The latest measures add to the 280 billion pounds it has cost the Treasury to tackle the virus and support firms and workers through the pandemic. Closing schools and more businesses will sharpen an economic slump in the first quarter, delaying a recovery from the worst recession in three centuries.

Restrictions will be in place in England until at least Feb. 15, and Prime Minister Boris Johnson has said he hopes a mass vaccination program will mean the government can relax some of the rules in the spring.

“The next few weeks are going to be difficult,” Sunak said. “But the end is in sight. We are vaccinating more and more people every day.”

The Treasury estimated the money will help 600,000 business properties nationwide. Sunak also made a further 594 million pounds of discretionary funding available to businesses in sectors other than hospitality and leisure that are also impacted by the coronavirus lockdown.

The Scottish, Welsh and Northern Ireland governments were apportioned 375 million pounds, 227 million pounds and 127 million pounds respectively to spend on the grants.

The additional aid comes after business groups demanded more support in the wake of new coronavirus restrictions announced by Johnson late Monday.

Sunak Hands $6.2 Billion to U.K. Firms Facing Lockdown Recession

This hit to the economy will be worse than the one in November since schools are closed this time. Bloomberg Economics now sees a 4.5% contraction in the first quarter.

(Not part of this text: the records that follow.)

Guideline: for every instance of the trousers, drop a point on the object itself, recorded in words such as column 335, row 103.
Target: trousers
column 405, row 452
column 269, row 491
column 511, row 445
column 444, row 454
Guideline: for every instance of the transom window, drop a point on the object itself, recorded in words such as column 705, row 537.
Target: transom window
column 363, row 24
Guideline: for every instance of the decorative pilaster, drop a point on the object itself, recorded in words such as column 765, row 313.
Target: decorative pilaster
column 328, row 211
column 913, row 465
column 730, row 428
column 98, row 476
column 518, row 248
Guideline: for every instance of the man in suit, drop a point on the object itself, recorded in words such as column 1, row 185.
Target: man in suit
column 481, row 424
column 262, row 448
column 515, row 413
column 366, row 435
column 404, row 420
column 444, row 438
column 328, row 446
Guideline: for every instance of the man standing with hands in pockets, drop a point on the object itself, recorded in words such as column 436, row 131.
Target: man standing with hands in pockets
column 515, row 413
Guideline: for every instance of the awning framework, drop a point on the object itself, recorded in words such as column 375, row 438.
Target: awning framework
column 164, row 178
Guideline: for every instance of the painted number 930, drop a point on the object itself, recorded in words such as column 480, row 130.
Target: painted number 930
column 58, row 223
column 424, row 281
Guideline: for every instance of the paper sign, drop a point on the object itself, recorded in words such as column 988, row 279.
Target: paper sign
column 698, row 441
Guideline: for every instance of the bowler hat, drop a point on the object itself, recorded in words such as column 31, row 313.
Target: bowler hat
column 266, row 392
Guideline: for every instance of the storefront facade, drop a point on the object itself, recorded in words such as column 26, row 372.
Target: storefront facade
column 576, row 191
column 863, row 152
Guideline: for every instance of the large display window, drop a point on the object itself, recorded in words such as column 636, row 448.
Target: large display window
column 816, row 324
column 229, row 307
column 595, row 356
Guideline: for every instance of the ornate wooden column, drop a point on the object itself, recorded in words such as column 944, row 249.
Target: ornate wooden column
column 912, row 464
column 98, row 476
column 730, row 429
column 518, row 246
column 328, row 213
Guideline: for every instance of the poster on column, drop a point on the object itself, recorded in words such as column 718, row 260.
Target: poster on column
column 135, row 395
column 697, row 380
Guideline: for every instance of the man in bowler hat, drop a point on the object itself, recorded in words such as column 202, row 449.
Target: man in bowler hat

JPMorgan Chase & Co. on Tuesday cut its forecast for the first quarter, saying it now expects a 2.5% contraction, compared with a near stagnation previously.

“This is bad,” Ludovic Subran, chief economist at Allianz SE said in a Bloomberg Television interview. “The U.K. is a service economy, so it’s all about shutting down services, and it’s bad because things like schools are a big part of GDP -- also because they play a role in how much parents are able to work.”

In addition to the extra fiscal support, the lockdown may also prompt the Bank of England to provide more support, either through quickening the pace of its bond-purchase program, or taking more drastic measures such as cutting interest rates below zero for the first time.

The damage from the latest lockdown probably won’t be as deep as the record 18.8% contraction in the second quarter of last year. JPMorgan says business and households are now better prepared to adjust to lockdown conditions.

As things stand, the government’s main support program for workers -- the furlough plan paying 80% of wages to those whose employer was forced to close -- is due to expire at the end of April. Support for the self-employed also will run through April, while business loan programs are due to close to new entrants at the end of March.

Following Sunak’s announcement, the Confederation of British Industry on Tuesday called for furlough to be extended until June

““With the vaccine rollout now underway, and increasing mass rapid testing, there really is a brighter future within reach,” said the CBI’s cheif economist Rain Newton-Smith. “Maintaining steadfast support for firms during this painful period will help ensure the recovery is delayed for as short a time as possible.”